Watson is beginning a process that will see the public weigh in on the idea.
The mayor says after initial public comment, the city will vote on a casino report and then possibly approach the Ontario Lottery and Gaming Corp., followed by more public meetings next year.
Ottawa isn't the only Ontario city mulling a casino bid. Toronto's executive committee will discuss a casino proposal from the OLG in the coming weeks.
Watson argued Ottawa is losing millions of dollars from gambling money streaming across the Ottawa River to Gatineau.
"Those are jobs, economic activity and taxes," he said.
"Secondly, it's a tourism draw. The number 1 tourist attraction in the national capital region is not Parliament Hill, it's the casino in Gatineau."
OLG chairman Paul Godfrey said last week that time is running out on a possible Toronto casino.
He said the agency would need an answer by the beginning of next year on the OLG's "gaming entertainment centre" proposal, adding the project, if approved, would go forward with advice from the community and city hall.
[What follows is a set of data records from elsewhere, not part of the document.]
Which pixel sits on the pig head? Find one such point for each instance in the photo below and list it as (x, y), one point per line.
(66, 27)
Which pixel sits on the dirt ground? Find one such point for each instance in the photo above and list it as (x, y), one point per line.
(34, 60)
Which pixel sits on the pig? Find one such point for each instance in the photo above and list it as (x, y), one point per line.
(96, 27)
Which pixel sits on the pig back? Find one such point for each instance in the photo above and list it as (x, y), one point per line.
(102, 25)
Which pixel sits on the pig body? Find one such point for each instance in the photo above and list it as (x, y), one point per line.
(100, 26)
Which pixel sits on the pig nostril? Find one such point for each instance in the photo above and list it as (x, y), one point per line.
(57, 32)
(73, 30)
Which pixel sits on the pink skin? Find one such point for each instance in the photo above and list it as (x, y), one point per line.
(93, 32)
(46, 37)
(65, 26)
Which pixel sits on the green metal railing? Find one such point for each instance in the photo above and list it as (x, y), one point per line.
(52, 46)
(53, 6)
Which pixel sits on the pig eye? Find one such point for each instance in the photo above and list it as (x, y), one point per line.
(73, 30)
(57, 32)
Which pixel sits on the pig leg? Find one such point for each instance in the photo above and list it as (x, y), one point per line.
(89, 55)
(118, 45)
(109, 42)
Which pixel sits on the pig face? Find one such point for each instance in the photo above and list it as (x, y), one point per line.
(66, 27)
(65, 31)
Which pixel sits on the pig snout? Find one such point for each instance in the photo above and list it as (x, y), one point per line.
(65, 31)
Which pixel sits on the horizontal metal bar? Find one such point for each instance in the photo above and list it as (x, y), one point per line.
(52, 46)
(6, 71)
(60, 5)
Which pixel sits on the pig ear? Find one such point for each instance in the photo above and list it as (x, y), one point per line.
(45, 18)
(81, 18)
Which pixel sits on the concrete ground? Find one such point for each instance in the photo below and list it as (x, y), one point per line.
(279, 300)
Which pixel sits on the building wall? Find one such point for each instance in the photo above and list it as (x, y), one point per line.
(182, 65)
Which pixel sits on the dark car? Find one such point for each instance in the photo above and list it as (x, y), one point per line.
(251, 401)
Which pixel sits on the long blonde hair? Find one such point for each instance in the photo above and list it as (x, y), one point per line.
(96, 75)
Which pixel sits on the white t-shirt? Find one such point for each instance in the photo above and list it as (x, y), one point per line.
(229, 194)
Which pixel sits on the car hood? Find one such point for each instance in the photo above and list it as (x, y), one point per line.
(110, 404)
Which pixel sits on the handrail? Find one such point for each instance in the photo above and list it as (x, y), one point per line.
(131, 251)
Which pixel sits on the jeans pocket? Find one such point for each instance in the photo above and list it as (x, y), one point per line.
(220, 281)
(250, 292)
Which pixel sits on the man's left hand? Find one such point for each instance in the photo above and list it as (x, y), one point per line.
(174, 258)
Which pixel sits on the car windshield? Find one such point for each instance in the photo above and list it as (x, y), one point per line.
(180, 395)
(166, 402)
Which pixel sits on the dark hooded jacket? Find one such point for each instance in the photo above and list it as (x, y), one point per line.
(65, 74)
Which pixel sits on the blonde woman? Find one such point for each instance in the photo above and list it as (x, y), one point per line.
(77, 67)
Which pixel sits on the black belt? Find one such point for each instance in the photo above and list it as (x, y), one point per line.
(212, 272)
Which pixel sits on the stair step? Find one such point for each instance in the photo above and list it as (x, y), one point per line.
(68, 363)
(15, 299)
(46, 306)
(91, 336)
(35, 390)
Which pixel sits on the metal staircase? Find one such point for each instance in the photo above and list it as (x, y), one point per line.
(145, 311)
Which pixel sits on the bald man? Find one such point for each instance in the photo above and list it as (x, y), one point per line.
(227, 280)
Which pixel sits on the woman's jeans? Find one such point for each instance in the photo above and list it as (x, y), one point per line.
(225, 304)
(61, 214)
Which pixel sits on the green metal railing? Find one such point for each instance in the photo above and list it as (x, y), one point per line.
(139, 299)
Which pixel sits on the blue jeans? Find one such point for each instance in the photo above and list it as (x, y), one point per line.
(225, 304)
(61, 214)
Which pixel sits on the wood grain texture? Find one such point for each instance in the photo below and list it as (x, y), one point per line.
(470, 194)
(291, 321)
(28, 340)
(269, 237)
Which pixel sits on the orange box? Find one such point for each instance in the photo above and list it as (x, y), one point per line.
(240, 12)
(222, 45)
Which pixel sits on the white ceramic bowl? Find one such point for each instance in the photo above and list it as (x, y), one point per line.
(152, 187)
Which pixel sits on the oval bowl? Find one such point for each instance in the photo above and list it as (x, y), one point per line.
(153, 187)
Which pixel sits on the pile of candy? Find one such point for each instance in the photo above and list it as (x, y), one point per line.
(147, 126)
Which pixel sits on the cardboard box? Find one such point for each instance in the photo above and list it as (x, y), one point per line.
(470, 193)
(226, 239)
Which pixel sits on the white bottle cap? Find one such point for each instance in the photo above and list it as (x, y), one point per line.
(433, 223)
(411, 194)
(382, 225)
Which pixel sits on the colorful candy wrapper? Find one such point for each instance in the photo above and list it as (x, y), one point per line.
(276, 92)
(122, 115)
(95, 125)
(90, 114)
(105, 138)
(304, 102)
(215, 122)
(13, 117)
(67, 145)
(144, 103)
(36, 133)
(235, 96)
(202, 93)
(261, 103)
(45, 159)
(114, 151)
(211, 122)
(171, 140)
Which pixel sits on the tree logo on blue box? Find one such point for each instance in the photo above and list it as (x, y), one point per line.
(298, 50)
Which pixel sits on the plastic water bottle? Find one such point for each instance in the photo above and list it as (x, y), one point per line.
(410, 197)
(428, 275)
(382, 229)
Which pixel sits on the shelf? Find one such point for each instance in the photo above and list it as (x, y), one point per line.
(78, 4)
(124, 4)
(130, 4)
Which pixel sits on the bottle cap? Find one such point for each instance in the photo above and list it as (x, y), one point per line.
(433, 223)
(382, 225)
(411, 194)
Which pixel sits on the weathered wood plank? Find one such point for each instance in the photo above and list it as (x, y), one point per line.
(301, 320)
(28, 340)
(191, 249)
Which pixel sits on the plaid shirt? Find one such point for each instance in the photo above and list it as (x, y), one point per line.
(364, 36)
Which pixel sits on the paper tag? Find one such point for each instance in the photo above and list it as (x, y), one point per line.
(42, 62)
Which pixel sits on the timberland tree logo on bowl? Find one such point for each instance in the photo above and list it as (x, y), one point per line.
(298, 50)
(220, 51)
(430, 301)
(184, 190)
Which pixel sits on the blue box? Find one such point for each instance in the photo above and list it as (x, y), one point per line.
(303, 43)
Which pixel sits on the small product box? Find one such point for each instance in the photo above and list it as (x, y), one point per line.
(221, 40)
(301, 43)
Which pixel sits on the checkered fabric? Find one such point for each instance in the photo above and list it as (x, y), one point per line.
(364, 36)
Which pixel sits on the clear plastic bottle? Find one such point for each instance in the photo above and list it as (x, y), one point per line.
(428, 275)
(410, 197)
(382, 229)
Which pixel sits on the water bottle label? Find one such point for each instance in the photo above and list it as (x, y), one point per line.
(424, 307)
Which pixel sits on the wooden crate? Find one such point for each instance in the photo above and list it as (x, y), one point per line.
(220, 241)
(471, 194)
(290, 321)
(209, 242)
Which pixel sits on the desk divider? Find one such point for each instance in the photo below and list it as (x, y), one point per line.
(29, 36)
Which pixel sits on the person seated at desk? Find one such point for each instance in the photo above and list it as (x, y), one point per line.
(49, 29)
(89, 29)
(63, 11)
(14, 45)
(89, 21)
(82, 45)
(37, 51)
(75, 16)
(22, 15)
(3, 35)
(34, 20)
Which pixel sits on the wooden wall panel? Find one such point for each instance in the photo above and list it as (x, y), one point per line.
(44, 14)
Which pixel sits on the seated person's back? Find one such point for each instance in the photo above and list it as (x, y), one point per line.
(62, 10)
"We look at it as not something that the OLG is going to impose, we look at it as something that we will receive input from groups ... and from city representatives as well," Godfrey said.
"It's no use building something that's not acceptable to all those who have lived here for many years."
The proposed Toronto casino was part of a sweeping OLG plan unveiled last March to expand and "modernize" gambling in the province to help eliminate Ontario's $15-billion deficit by 2017-18.
But Conservative Lisa MacLeod wants the province's auditor to review the new gaming and casino plans, given that OLG reported in 2009 that Ontario casinos lost $46 million.